La creatividad no tiene fronteras. Eso es lo que busca demostrar, una vez más, la Universidad de San Diego. Mientras los discursos antimigrantes se endurecen en Estados Unidos y los muros —físicos y simbólicos— se alzan cada vez más altos, una profesora y diez estudiantes de distintas nacionalidades proponen algo radicalmente distinto: arte.
Este martes 29 de abril, la Kroc School of Peace Studies celebra la segunda edición de Artivism in the Borderlands, una exposición y performance que es, al mismo tiempo, una protesta y pregunta abierta: ¿Qué puede hacer el arte frente a la narrativa del odio? La cita es a las 5.30pm en el Teatro y Rotonda del Instituto de Paz y Justicia (IPJ), donde se inaugura una muestra con los trabajos desarrollados por estudiantes del curso Borderlands Studies, que reflexiona sobre las experiencias fronterizas desde una perspectiva crítica, ética y estética. A las 6:30pm tendrá lugar una actuación escénica y, posteriormente, un panel de discusión con los participantes.

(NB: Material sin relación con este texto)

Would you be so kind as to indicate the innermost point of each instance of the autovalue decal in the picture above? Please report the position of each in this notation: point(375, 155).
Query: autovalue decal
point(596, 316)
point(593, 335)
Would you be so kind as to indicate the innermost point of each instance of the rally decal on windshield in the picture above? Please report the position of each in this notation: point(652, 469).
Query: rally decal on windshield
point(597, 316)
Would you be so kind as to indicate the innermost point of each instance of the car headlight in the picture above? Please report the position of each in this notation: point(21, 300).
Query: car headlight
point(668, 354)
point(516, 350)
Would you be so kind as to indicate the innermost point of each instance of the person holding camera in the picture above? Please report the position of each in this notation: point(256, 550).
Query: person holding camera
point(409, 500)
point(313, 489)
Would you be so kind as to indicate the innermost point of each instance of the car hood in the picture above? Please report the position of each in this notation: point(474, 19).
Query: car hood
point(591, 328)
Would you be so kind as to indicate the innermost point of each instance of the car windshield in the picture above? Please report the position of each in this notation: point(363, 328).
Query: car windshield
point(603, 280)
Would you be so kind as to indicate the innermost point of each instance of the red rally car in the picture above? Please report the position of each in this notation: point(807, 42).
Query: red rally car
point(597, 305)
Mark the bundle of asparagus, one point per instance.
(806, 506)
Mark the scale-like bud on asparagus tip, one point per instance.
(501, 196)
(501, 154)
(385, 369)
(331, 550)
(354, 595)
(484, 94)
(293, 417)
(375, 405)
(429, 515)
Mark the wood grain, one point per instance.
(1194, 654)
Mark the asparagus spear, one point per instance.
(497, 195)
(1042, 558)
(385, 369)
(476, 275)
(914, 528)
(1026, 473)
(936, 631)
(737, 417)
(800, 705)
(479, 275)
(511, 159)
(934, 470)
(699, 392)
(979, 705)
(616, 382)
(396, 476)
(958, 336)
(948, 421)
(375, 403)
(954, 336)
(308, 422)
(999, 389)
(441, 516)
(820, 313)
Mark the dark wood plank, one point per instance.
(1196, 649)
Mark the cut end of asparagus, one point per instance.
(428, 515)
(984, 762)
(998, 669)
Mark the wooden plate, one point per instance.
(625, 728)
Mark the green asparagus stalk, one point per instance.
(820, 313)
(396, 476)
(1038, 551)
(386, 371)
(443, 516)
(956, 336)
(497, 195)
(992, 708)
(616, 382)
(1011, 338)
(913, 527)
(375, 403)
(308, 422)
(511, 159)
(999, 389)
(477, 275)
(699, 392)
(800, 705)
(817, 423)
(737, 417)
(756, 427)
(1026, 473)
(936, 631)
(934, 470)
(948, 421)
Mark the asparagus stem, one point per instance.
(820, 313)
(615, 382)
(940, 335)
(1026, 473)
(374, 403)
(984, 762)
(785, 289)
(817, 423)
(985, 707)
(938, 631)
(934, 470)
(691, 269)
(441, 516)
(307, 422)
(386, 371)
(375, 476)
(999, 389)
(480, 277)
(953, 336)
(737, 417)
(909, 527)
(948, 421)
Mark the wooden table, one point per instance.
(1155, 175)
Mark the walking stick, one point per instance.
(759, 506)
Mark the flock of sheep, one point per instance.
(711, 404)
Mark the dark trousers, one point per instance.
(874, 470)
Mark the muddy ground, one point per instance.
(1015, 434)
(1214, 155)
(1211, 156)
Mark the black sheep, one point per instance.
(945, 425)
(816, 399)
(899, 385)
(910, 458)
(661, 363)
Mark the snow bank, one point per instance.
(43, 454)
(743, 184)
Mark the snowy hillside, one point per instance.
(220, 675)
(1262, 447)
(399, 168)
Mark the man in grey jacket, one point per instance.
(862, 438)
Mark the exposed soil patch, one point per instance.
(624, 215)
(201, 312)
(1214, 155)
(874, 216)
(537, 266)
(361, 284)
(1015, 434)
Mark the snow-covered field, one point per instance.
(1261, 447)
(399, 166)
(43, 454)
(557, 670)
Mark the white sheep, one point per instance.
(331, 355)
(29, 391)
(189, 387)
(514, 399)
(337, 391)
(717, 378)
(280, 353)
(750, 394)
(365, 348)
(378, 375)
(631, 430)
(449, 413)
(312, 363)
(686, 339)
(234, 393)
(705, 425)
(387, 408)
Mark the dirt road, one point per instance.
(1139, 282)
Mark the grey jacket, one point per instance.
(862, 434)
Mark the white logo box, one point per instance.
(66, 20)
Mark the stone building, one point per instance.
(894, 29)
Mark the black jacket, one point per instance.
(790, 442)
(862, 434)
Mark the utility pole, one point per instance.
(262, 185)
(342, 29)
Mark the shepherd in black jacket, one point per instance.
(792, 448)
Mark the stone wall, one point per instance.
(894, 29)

Nada de esto sería posible sin Janice Deaton. Abogada, activista y profesora. Nacida en Texas y criada en la frontera, explica a EL PAÍS que este proyecto nació de sus clases sobre migración y justicia, pero también de su trabajo voluntario y su biografía personal. Deaton cree en el artivismo, esa fusión de arte y activismo que no solo conmueve, sino que también transforma. “Cada obra de los estudiantes tiene muchas ideas a la vez, pero todas son de compasión, humanización y el reconocimiento del valor de quienes han dejado su hogar por necesidad, violencia o el cambio climático”, afirma.
Estas ideas se encuentran en cada pieza de la exposición: una manta bordada con los rostros de las personas fallecidas que intentaron cruzar el mar Mediterráneo, un árbol de la vida mexicano que honra la resiliencia de las comunidades migrantes, un baile salvadoreño que transforma la nostalgia en celebración colectiva. A través de fotografías, textos, instalaciones y performances, los estudiantes —originarios de Nigeria, Gales, México, Estados Unidos, Georgia y El Salvador— ponen en diálogo sus experiencias personales con las lecciones del curso.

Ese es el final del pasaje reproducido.